I would drive around your neighborhood to see what kinds of shrubs do best locally. Ask questions – no, they won’t think you’re crazy! Find a local botanist or horticulturist to get their opinions too. Put in your due diligence – this shrub will be there a long time.

Jun 18, 2016

Replacement Viburnum
by: Dale

Thank you Jacki, I really appreciate your reply. I neglected to mention, besides root rot it also developed a mushroom type fungus. I don’t know if one was/is a result of another or the two things come hand & hand with each other. I’m mentioning this because I don’t know if it will make a difference in your suggestions.

After looking at your suggestions, we really like the idea of the Corylus contorts, the Twisted Hazel. Looking at it, I wonder what the long green (hanging) spike looking clumps (or leaves… I’m not sure what to call them) are? Is that in spring then the full green leaves come on? Do the spikes stay or fall off? I see some with small red flowers as well. So I’m curious how it changes seasonally? I will say you’re absolutely right it looks great in winter!

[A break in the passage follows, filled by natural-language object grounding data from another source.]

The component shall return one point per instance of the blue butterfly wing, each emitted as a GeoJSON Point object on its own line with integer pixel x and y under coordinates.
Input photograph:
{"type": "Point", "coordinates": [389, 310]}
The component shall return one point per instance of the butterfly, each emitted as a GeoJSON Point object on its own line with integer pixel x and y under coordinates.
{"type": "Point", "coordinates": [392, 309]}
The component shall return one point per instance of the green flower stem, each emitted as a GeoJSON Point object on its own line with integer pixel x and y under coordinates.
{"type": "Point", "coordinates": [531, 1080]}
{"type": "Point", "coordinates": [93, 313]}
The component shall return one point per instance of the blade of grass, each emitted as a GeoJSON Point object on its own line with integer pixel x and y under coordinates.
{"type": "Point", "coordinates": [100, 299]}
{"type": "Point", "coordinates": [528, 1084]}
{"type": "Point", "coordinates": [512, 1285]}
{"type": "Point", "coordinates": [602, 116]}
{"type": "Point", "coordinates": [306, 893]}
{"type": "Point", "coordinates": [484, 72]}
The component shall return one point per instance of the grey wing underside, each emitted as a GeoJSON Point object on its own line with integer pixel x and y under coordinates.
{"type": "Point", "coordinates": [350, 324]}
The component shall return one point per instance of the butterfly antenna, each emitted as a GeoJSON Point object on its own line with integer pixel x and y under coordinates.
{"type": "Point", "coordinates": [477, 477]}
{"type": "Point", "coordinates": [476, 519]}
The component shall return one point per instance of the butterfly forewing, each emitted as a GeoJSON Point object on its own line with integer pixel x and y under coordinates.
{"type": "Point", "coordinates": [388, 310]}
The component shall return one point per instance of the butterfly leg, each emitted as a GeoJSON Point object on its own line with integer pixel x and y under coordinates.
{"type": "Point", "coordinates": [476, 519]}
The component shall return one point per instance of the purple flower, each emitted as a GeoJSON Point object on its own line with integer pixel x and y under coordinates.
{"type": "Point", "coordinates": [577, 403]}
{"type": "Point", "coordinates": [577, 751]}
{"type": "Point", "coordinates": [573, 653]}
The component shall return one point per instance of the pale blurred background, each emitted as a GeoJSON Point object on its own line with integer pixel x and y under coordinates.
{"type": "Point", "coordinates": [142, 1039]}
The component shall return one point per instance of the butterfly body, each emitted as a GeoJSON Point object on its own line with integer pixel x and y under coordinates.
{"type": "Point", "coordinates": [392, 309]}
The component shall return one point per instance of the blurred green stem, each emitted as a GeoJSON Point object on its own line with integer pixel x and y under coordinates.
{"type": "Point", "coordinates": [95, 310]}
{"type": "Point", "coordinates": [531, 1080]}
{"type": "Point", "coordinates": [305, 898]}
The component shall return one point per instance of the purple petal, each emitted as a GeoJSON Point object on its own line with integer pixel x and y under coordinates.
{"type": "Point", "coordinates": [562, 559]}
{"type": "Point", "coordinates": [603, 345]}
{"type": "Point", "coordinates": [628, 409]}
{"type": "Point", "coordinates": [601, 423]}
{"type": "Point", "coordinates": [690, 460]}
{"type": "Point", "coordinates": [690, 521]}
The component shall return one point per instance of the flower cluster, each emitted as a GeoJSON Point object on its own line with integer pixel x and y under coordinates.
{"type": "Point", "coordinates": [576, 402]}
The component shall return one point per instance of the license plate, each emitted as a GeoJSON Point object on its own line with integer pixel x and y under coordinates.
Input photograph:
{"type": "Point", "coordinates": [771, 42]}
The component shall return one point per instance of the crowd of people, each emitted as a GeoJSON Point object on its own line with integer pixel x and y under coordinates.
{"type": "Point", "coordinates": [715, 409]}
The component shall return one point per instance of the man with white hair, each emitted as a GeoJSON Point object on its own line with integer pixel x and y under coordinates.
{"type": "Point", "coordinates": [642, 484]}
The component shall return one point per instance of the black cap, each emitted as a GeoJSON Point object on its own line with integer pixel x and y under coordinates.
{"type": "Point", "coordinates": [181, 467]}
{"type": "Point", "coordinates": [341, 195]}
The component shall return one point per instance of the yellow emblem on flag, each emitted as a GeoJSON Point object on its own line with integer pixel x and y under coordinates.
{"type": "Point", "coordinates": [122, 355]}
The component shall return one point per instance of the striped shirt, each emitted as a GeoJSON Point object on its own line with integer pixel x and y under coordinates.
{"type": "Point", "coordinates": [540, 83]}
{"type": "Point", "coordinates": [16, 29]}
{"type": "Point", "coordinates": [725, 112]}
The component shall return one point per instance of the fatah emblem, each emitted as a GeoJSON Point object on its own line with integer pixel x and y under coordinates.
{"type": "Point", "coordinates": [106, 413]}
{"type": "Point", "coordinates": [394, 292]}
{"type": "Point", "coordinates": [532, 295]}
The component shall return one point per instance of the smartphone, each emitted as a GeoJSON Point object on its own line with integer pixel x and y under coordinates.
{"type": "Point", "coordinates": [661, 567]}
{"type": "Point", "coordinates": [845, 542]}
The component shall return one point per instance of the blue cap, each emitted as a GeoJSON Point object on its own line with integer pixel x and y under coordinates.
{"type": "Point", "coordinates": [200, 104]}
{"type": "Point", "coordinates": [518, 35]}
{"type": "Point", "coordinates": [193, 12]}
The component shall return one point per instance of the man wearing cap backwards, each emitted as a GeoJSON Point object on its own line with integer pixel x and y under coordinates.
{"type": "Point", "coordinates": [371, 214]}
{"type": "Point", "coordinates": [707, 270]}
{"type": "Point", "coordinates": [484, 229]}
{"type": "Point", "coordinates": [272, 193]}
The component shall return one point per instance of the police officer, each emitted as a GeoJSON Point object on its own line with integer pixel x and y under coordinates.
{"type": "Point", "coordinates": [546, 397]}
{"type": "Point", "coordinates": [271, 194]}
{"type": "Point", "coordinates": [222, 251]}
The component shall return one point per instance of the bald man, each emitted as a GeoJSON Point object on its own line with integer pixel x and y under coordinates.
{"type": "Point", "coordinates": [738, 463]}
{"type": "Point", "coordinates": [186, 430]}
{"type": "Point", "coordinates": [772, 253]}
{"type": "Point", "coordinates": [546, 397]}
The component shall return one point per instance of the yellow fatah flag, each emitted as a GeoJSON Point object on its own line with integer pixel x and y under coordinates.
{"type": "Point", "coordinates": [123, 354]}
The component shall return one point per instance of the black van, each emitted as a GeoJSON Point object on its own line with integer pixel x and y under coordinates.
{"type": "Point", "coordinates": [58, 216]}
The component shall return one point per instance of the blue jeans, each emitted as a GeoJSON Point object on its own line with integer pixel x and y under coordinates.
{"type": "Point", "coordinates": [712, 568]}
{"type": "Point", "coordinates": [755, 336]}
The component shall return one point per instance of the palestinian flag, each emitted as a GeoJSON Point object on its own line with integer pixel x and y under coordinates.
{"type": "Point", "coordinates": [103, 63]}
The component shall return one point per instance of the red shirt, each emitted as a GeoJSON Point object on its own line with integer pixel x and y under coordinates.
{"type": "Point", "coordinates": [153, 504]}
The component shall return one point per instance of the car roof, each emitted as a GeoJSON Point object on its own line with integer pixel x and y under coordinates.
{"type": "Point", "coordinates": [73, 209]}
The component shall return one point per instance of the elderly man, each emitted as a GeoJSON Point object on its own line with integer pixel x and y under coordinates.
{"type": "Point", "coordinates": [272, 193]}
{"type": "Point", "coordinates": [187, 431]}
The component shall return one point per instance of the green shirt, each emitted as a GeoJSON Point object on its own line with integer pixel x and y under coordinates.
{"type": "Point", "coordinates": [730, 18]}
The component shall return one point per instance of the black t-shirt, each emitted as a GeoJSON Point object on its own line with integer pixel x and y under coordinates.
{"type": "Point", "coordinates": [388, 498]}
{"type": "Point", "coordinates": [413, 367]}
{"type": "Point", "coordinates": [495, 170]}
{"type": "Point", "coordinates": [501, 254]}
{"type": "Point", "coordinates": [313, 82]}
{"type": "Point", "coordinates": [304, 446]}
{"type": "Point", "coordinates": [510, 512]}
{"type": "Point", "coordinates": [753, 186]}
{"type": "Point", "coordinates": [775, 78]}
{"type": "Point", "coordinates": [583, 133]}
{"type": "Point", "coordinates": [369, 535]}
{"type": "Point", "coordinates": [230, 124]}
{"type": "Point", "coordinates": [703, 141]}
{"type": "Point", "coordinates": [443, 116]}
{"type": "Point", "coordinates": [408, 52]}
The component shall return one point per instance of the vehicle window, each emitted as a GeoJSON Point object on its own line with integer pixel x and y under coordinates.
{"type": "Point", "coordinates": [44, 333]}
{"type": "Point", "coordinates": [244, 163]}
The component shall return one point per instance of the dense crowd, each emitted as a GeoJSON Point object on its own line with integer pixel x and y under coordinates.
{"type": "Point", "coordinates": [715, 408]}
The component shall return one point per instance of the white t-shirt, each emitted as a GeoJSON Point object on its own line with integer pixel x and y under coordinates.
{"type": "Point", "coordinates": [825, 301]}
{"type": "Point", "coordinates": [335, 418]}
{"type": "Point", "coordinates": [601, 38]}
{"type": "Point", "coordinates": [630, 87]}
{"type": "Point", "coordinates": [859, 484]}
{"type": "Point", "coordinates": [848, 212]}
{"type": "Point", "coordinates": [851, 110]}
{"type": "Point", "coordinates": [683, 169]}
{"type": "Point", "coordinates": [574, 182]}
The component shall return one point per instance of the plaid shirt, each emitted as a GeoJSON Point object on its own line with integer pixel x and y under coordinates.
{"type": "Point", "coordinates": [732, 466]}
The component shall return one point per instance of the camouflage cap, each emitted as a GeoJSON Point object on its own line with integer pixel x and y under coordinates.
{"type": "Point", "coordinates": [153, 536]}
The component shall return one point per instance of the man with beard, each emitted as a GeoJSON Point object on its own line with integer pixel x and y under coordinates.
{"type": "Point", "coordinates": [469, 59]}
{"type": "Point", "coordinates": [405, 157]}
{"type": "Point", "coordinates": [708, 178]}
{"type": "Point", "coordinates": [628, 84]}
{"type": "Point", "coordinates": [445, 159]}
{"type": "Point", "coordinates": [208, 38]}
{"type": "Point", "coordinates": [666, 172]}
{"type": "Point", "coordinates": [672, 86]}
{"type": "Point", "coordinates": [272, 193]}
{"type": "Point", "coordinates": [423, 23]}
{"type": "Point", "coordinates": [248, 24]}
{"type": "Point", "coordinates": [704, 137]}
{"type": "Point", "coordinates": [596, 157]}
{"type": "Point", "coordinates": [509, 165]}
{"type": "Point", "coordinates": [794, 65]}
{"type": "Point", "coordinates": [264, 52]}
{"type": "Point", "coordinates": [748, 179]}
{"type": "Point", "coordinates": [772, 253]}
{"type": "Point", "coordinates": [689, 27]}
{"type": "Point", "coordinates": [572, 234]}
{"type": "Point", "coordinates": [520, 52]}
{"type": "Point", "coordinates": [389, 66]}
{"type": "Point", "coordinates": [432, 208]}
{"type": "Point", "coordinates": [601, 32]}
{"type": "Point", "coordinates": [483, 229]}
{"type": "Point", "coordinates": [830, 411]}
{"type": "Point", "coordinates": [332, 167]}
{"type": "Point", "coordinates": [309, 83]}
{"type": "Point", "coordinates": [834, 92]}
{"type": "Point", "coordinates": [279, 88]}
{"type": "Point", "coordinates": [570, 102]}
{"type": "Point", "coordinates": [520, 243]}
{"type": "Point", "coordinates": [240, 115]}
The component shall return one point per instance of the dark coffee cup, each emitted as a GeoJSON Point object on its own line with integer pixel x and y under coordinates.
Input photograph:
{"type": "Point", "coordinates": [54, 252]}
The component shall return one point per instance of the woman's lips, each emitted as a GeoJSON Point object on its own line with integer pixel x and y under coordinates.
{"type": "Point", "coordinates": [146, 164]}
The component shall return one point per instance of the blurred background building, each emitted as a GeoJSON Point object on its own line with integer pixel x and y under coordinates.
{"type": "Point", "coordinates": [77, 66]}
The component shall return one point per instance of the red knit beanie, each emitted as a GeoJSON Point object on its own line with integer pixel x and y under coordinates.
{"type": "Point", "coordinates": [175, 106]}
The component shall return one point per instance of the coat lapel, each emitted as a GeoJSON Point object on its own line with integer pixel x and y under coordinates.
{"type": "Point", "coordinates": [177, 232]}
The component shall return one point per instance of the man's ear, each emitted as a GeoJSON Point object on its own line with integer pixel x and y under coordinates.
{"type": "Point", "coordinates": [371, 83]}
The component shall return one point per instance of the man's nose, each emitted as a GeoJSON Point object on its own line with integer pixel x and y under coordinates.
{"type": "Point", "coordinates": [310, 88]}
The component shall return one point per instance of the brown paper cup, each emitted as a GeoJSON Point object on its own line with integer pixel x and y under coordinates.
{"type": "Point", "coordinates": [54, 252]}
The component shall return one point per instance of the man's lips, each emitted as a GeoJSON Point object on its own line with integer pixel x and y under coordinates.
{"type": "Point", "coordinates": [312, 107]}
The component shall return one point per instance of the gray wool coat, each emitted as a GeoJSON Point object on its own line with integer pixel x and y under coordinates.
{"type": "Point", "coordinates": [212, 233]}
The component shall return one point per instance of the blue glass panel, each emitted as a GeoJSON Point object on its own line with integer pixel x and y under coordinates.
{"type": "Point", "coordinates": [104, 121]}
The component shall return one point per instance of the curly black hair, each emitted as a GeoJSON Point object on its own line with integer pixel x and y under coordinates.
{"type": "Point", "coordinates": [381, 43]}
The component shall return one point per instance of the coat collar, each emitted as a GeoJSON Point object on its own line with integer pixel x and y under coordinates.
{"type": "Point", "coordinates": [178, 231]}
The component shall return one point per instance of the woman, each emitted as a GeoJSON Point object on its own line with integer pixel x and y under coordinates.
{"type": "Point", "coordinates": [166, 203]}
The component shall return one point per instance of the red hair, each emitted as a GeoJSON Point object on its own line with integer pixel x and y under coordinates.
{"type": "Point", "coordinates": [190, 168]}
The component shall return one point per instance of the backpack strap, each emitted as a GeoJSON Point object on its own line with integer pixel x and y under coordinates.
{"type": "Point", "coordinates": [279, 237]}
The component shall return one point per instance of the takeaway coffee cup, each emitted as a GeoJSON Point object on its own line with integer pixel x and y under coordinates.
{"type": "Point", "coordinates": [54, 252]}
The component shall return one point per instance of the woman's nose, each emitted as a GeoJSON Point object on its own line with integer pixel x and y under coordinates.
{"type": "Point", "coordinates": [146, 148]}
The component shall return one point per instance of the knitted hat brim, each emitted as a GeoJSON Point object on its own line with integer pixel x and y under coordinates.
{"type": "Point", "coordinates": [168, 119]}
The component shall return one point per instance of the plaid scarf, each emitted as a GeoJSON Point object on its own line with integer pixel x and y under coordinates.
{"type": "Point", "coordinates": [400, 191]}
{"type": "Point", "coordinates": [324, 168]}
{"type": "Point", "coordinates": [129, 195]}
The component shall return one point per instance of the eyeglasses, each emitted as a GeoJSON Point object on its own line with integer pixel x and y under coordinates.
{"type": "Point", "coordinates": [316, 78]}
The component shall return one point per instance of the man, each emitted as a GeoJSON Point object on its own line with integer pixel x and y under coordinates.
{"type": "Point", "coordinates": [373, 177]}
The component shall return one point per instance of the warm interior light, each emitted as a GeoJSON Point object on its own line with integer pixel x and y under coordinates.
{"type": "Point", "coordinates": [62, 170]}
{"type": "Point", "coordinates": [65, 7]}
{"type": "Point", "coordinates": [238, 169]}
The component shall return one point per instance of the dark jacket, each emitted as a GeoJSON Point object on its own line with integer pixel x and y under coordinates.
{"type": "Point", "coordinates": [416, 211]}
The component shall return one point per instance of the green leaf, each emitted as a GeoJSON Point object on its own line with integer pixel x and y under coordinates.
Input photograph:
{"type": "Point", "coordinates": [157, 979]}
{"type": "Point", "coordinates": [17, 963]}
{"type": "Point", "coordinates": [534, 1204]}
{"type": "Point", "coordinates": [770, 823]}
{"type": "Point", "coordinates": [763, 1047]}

If it helps to know I also have Bayberry bushes directly in front of there this will be planted. I can provide a picture of the area if that would make a differance or help at all.

Thank you,

Jun 18, 2016

by: Jacki

The fungus shouldn’t make a difference to any new plants, but it is an indication that perhaps the soil is a bit stagnant, and definitely could have been related to the root rot of the Viburnum. Without more details about the fungus, it’s impossible to give you more than this.

If possible, I would mound up the soil, or even go to the extent of removing some of it, adding more sand for drainage, and then put in new soil, with more research needed to tailor it to whatever you decide to plant there.

On the Corylus, the dangling catkins are the male flowers which emerge early in the spring, release their pollen for the tiny red female flowers, then they fall off. That happens before the leaves emerge, so it’s a very subtle spring show. With luck and old age, the tiny red flowers will produce the hazel nuts, but this plant is not grown for nut production, and I’ve never had any make it to full size.

In the summer, the leaves which are crinkly too will cover the whole plant which gives you the screening effect. In winter after the leaves fall, there is nothing quite as magical as a twisted hazel with tiny white lights sprinkled over it. Just a thought!

The bayberry bushes will go well with the Corylus, I think. In a natural setting this would be a typical kind of arrangement, kind of like a hedgerow or understory edge of woodland type of set up.

If you would like pictures added to your submission here, create a new post, and I’ll merge them for you.